Fortunatamente nel nostro paese, esclusi alcuni avvenimenti patologici fortunatamente rari, la qualità dell’assistenza è caratterizzata da una forte partecipazione da parte delle comunità e da una presenza generosa e attenta degli operatori. Questo atteggiamento positivo va però difeso, senza pensare che vi possano essere continui aggiustamenti automatici di queste atmosfere e comportamenti positivi.
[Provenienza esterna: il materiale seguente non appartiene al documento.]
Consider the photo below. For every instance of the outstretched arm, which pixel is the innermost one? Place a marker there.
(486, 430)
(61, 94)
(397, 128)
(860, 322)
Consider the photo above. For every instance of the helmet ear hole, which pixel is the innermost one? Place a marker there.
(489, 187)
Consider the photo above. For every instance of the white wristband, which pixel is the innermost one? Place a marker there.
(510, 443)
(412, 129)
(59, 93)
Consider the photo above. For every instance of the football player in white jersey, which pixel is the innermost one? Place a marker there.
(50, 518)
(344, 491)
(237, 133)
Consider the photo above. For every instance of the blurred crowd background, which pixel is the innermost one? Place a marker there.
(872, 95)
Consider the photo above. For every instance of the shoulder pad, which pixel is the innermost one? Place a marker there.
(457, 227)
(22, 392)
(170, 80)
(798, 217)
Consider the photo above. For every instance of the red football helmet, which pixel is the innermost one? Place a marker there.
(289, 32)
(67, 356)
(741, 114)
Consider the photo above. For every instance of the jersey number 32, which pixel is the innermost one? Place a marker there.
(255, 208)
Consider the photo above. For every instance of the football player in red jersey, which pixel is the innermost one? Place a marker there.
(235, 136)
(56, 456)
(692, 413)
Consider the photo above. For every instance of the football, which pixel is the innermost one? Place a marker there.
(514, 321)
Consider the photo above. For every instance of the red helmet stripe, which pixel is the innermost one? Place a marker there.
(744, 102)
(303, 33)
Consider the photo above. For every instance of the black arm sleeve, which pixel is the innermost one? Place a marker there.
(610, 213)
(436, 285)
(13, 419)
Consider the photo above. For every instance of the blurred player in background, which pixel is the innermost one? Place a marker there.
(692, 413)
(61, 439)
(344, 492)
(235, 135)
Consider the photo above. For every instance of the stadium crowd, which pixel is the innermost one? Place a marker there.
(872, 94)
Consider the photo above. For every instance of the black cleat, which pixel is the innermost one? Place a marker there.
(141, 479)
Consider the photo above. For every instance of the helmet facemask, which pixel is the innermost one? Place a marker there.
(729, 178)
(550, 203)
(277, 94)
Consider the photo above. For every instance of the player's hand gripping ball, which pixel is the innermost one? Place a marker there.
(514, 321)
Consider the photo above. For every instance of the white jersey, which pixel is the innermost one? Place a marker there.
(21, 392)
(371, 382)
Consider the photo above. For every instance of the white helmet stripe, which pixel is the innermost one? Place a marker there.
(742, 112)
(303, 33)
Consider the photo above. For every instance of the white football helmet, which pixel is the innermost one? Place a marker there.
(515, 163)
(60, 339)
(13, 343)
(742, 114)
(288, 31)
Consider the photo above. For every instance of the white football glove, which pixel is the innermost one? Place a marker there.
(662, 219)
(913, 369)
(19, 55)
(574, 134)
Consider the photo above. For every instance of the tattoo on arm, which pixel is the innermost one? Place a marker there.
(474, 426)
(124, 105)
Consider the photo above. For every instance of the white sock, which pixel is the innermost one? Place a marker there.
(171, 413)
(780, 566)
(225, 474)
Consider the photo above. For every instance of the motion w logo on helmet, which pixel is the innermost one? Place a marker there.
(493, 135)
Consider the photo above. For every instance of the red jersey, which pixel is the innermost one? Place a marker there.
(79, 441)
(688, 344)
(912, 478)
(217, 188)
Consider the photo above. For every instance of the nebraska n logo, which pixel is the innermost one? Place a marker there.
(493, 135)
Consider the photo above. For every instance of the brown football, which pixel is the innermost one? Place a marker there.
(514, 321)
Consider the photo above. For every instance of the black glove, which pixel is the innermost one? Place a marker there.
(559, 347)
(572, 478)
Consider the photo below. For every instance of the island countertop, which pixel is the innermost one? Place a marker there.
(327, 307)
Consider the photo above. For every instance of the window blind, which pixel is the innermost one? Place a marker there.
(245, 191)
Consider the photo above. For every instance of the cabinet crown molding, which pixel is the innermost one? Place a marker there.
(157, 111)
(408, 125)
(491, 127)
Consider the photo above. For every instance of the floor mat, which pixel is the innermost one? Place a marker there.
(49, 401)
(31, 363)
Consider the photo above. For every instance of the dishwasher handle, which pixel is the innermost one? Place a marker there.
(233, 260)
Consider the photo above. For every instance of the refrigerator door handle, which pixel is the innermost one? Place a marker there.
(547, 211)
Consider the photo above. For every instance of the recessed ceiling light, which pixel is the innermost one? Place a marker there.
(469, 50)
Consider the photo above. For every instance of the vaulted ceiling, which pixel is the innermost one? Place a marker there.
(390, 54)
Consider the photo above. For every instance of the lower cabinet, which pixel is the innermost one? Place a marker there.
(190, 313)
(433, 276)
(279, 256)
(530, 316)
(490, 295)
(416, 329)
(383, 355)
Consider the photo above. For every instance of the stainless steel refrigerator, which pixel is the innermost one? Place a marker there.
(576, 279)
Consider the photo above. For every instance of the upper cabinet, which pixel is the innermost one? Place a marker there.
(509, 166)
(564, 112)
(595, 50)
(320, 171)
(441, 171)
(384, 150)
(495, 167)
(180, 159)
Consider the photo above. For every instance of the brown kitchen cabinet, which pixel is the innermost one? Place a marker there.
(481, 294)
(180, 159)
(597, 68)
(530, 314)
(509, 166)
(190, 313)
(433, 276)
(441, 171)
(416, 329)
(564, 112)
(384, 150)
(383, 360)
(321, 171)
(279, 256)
In particolare chi ha responsabilità politiche deve comprendere che l’indifferenza all’interno dei servizi è meglio combattuta se a livello di un territorio (una Regione) si comprende che la comunità non è indifferente alle difficoltà di chi è fragile ed è disponibile a impegnarsi concretamente sul piano organizzativo ed economico.
Viviamo in un mondo fortemente interconnesso e gli esempi positivi (ma anche, purtroppo, quelli negativi) si diffondono con grande velocità, creando un’atmosfera che incide profondamente nel sentire diffuso e quindi anche nel creare atmosfere che facilitano il coinvolgimento diffuso sul piano pratico e psicologico a favore di chi ha bisogno di essere assistito.